Response. eSentire publishes a contractual 15-minute Mean Time to Contain with 99.3% of threats isolated at first host. Unit 42 publishes no formal response time SLA, relying on an SLO-driven approach. Neither has participated in MITRE managed services evaluations, though Cortex XDR scored 100% detection in the 2024 MITRE ATT&CK platform evaluation.

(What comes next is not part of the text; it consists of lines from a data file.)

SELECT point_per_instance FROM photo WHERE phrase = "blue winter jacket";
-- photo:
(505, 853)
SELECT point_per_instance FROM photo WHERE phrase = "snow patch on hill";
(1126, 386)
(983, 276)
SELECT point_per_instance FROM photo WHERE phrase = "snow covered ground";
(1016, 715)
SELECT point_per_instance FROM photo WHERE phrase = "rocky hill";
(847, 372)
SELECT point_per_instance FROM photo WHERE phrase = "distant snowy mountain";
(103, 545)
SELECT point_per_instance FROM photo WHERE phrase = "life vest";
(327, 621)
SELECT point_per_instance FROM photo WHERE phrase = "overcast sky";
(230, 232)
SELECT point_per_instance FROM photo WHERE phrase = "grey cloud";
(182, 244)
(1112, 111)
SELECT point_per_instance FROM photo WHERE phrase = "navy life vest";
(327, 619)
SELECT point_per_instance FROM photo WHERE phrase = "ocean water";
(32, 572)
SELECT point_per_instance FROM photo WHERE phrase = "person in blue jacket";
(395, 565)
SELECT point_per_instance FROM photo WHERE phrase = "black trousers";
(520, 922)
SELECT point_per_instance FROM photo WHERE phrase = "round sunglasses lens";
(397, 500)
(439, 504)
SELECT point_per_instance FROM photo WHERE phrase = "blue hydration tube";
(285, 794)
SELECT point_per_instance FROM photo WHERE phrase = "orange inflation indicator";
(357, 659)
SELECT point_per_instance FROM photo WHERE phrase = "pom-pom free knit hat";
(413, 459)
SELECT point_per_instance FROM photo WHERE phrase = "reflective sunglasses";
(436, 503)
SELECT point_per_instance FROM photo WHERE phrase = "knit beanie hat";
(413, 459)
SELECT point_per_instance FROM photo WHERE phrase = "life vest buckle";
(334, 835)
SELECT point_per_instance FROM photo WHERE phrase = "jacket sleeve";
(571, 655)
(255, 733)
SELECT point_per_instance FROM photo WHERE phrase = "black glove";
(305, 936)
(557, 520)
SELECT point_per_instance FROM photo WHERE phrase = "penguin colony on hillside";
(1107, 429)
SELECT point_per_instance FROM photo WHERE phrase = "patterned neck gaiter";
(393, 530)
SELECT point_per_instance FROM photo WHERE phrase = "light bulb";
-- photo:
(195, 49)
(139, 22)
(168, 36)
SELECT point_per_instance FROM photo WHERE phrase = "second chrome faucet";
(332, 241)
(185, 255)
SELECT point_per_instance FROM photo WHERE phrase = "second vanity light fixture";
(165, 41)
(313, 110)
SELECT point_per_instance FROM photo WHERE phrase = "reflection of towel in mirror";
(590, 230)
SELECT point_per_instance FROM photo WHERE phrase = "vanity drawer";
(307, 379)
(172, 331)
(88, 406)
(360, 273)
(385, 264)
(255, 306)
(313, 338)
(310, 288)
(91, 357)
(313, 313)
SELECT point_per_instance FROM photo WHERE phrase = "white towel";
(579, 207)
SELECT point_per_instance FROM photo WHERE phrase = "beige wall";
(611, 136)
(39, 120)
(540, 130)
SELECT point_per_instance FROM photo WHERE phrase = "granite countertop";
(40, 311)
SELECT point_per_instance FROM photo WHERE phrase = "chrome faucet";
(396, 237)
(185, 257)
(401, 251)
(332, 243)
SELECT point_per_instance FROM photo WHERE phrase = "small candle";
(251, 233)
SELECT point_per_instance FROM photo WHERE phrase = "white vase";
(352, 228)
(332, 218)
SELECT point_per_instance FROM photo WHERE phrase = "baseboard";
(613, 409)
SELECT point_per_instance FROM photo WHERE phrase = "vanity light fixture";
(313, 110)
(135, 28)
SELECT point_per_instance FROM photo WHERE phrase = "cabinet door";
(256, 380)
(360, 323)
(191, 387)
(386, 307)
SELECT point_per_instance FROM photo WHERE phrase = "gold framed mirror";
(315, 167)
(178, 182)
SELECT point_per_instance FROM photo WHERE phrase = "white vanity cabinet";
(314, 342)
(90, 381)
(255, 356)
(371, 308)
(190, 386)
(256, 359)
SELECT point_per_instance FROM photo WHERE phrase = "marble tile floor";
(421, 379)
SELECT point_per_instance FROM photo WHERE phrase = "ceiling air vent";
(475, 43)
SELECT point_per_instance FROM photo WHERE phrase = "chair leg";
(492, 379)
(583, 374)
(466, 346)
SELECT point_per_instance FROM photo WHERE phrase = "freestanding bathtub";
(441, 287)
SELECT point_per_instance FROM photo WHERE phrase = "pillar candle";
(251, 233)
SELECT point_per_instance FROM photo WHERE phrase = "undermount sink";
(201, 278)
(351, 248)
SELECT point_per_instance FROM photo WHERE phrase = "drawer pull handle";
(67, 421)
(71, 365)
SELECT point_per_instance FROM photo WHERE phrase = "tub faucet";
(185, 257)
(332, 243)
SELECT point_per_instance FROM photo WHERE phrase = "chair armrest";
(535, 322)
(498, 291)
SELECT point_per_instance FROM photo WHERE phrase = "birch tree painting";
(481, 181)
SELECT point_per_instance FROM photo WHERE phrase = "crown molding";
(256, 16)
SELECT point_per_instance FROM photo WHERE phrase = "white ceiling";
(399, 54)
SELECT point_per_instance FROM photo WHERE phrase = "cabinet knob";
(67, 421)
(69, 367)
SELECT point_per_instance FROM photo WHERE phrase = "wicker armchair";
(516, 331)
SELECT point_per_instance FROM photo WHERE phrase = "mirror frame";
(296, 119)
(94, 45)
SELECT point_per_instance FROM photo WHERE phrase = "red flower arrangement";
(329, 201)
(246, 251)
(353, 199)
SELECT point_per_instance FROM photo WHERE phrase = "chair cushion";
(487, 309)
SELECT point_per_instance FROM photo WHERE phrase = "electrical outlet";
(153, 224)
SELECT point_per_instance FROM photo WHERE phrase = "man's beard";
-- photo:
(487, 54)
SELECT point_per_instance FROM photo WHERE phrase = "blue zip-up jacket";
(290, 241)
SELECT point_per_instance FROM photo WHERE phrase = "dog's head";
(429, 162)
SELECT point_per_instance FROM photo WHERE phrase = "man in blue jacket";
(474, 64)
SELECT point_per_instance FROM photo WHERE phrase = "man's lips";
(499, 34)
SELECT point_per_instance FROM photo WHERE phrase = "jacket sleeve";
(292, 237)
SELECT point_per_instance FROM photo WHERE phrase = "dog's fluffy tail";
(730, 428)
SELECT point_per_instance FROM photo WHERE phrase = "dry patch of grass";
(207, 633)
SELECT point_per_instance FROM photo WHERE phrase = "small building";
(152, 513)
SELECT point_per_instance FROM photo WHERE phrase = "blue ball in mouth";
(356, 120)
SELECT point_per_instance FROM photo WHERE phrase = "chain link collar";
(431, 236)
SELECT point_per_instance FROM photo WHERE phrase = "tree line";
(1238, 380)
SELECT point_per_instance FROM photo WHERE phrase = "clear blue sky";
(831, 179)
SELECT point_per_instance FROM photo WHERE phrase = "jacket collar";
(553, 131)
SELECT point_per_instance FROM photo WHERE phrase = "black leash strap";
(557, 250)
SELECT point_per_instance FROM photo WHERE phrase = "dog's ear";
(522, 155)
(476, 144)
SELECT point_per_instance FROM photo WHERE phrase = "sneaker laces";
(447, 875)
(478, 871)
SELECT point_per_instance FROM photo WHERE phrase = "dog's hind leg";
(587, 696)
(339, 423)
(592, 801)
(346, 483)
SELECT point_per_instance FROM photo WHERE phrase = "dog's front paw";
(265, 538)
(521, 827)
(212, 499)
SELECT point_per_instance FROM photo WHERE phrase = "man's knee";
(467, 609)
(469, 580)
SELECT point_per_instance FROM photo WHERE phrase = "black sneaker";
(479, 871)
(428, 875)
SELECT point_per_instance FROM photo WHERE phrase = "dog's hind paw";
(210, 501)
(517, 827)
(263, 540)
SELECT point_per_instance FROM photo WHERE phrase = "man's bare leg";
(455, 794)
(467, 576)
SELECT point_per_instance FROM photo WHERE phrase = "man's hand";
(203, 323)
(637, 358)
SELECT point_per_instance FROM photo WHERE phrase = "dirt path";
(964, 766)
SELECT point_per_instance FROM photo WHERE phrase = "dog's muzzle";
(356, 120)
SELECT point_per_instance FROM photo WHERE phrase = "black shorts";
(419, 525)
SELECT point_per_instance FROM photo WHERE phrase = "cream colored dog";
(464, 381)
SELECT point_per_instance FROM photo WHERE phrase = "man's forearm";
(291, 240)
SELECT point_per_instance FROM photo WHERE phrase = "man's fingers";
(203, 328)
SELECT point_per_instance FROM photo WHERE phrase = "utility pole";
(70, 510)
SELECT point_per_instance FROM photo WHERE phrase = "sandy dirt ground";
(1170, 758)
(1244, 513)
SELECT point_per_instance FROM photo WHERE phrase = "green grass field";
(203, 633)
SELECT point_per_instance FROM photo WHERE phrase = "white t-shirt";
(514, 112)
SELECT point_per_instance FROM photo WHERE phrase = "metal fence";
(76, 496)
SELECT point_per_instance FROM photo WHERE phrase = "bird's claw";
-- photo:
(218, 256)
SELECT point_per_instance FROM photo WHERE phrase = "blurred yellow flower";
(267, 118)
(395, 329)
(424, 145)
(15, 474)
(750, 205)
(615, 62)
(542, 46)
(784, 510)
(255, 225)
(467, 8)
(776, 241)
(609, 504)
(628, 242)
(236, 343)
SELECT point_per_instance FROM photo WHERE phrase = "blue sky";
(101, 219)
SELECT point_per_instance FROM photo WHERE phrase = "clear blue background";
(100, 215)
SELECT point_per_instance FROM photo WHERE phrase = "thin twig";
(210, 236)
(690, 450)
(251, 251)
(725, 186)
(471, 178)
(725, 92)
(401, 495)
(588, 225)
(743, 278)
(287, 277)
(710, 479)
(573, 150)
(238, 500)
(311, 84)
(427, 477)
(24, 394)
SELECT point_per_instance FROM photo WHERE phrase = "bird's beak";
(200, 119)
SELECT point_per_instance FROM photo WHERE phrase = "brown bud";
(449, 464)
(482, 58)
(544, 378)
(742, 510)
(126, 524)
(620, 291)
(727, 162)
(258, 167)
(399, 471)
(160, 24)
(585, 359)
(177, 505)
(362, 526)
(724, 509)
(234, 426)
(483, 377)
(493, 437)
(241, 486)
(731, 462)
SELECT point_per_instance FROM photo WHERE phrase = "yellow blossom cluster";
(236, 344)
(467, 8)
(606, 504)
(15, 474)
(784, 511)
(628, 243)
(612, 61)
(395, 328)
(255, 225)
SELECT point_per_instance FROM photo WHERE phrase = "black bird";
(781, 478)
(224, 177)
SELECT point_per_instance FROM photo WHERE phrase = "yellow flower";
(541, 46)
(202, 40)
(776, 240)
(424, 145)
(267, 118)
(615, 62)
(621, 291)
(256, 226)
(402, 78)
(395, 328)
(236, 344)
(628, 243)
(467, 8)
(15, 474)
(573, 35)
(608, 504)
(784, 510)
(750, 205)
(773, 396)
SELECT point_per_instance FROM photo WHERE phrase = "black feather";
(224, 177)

Cost and scope. Both cover all six response actions with configurable approval. eSentire includes unlimited incident response in its base service. Unit 42 charges separately for IR unless you're on the MSIAM 2.0 Premium tier, which includes a 250-hour Breach Response Guarantee. eSentire has no breach warranty. Pricing diverges significantly. eSentire runs $10-25/endpoint/month across three tiers. Unit 42 stacks Cortex XDR (~$81/endpoint/year), Data Lake storage (~$11,000/TB) and the MDR service fee, with Gartner reviewers reporting renewal increases up to 225%. For government buyers needing FedRAMP, Unit 42 holds FedRAMP Moderate and DoD IL5.
FAQ
What is the main difference between eSentire and Palo Alto Networks?
eSentire is a Pure-play MDR that is technology-agnostic (works with your existing tools). Palo Alto Networks is a Platform vendor that is platform-native (requires their own security stack).
How do eSentire and Palo Alto Networks differ in response capabilities?
eSentire supports 6 autonomous actions (endpoint isolation, process termination, network containment, account disable, file quarantine, custom playbooks) and approval is configurable. Palo Alto Networks supports 6 autonomous actions (endpoint isolation, process termination, network containment, account disable, file quarantine, custom playbooks) and approval is configurable. Incident response is included with eSentire and not included with Palo Alto Networks.
How does eSentire pricing compare to Palo Alto Networks?
eSentire pricing: Third-party buyer data reports eSentire MDR endpoint-focused pricing around $60-100/endpoint/year for 50-200 endpoints, $40-80/endpoint/year for 200-1,000 endpoints, and $30-60/endpoint/year for 1,000+ endpoints. Older community reports cite $10-25/endpoint/month depending on tier.. Palo Alto Networks pricing: Cortex XDR Pro: ~$81/endpoint/year reported (platform only, pricing sources vary). Unit 42 MDR service is additional custom pricing. Total cost depends on endpoints, tier, coverage scope, and contract terms.. Watch for with eSentire: Tier differences are significant. Essentials may lack key response and advisory capabilities available in Advanced/Complete.; BYOL pricing differs from bundled Atlas Agent pricing. Custom pricing for 5,000+ endpoints.. Watch for with Palo Alto Networks: Cortex XDR/XSIAM platform license is a significant prerequisite cost on top of MDR service fee; Cortex Data Lake storage costs are separate and scale with data volume.